In many ways, we are in scary and uncharted territory, but the only way forward is clear. Social movements for democracy and justice must fight from below through the wreckage of this dying and dangerous system and create a new one. We are just beginning to learn what this means and requires, but we know that teachers and schools will necessarily be at the center of such efforts.

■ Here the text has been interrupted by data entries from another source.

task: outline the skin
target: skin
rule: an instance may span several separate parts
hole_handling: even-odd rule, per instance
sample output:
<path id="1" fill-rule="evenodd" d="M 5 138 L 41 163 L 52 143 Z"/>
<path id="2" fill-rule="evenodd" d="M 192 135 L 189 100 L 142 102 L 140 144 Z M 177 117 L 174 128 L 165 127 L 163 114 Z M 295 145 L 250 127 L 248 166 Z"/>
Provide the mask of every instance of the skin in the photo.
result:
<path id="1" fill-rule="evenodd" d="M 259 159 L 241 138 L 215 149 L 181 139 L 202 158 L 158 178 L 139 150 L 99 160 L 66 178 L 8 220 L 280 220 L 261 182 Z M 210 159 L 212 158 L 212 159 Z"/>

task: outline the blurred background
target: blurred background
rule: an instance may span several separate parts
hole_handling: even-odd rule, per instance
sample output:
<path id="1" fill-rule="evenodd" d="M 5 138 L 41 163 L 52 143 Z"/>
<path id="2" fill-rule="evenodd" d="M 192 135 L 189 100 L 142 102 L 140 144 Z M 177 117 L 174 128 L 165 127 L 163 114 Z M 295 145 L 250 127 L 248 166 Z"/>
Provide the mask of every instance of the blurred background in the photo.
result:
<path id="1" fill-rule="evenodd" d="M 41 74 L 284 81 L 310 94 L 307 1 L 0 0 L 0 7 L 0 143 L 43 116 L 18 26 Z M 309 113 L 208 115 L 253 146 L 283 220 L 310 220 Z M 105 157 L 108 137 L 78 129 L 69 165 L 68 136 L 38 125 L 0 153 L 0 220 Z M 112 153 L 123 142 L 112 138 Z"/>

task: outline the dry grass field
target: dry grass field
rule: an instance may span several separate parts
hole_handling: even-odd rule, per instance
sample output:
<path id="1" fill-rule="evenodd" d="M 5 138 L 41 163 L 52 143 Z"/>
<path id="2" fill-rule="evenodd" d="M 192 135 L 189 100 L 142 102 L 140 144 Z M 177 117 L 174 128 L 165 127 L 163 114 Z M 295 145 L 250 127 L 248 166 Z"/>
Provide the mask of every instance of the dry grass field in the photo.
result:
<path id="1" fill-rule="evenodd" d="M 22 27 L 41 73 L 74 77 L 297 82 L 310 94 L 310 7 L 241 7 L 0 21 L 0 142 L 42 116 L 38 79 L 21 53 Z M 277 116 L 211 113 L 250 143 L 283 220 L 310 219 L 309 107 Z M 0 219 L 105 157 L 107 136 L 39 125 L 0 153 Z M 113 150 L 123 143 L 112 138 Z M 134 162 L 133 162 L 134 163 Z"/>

Despite the daily firehose of grim news, we can glimpse signs of what such movement-building resistance looks like:

  • In Idaho, Sarah Inama, a 6th-grade history teacher at Lewis and Clark Middle School in Meridian, refused a district order to take down a classroom sign proclaiming “Everyone is welcome here.” The district said the poster’s illustration of hands with different skin tones was too “controversial.” Inama responded, “There are only two opinions on this sign: Everyone is welcome here or not everyone is welcome here.” As media coverage of the incident spread, Inama received hundreds of messages of support from teachers and parents.
  • In Washington, D.C., as described by Nation columnist Dave Zirin, “a mix of masked and unmasked ICE shock troops attempted to abduct the school nurse at Cooke Elementary School, located in the densely populated Adams Morgan section of D.C. Workers at the school intervened, demanding a warrant and holding up their phones and ICE scurried off without making their arrest. . . . ICE was there for an abduction, people ran out and confronted them, so they left. Adams Morgan then saw a march and a community meeting afterwards . . . school workers, parents and kids are shaken. Imagine how shaken if the school nurse had been disappeared. To protect our kids and our colleagues, every school needs a plan as to what to do when ICE comes calling.”
  • In Oklahoma, the legislature outlawed the teaching of Black history. So Kristi Williams, a Black woman whose aunt survived the 1921 Tulsa Massacre, started a Black History Saturday program. The free community program offers breakfast, lunch, and Black history education for children, teenagers, and adults every month. It is one of numerous such programs sprouting up in the face of book bans, curriculum censorship, and attacks on free speech.
  • In Chicago, amidst Trump’s multi-sided attack on public education, the Chicago Teachers Union won a contract that includes significant wage gains, reduced class sizes, increased prep times, and increases in the number of librarians and special education case workers, while also reaffirming sanctuary school protections and protecting the academic freedom of teachers to teach truth. “We’ve resisted the impacts of privatization and created spaces, through the strike, through negotiating, through the coalition space, to create power, power that enables us to do a lot of things,” says Stacy Davis Gates, president of the Chicago Teachers Union. “Yes, we can fight. We do that very well. And it is that fight, the equity that we build in that struggle, that has enabled this opportunity to push for something that has been more transformative.” (See “The Chicago Teachers Union Is Showing Us How to Fight Trump”.)

While litigation over the elimination of the Department continues, the administration is threatening to withhold congressionally approved federal funds from states and districts that refuse to go along with its illegal ban on “DEI programs.” Both national teacher unions have sued to overturn Trump’s executive order on DEI and state education departments are starting to publicly refuse to comply. As of this writing, 22 states have said they will not sign the anti-DEI “certification” demanded by the administration, which one superintendent described as having “the subtlety of a ransom note.” Defiance of these bans from the classroom to the statehouse can defeat this assault on democracy and the gains of the Civil Rights era.

Teachers alone won’t defeat Trump, Musk, and their billionaire backers. But in these dark times every act — large or small — defending public education and protecting the students and families who depend on it is a step in the right direction.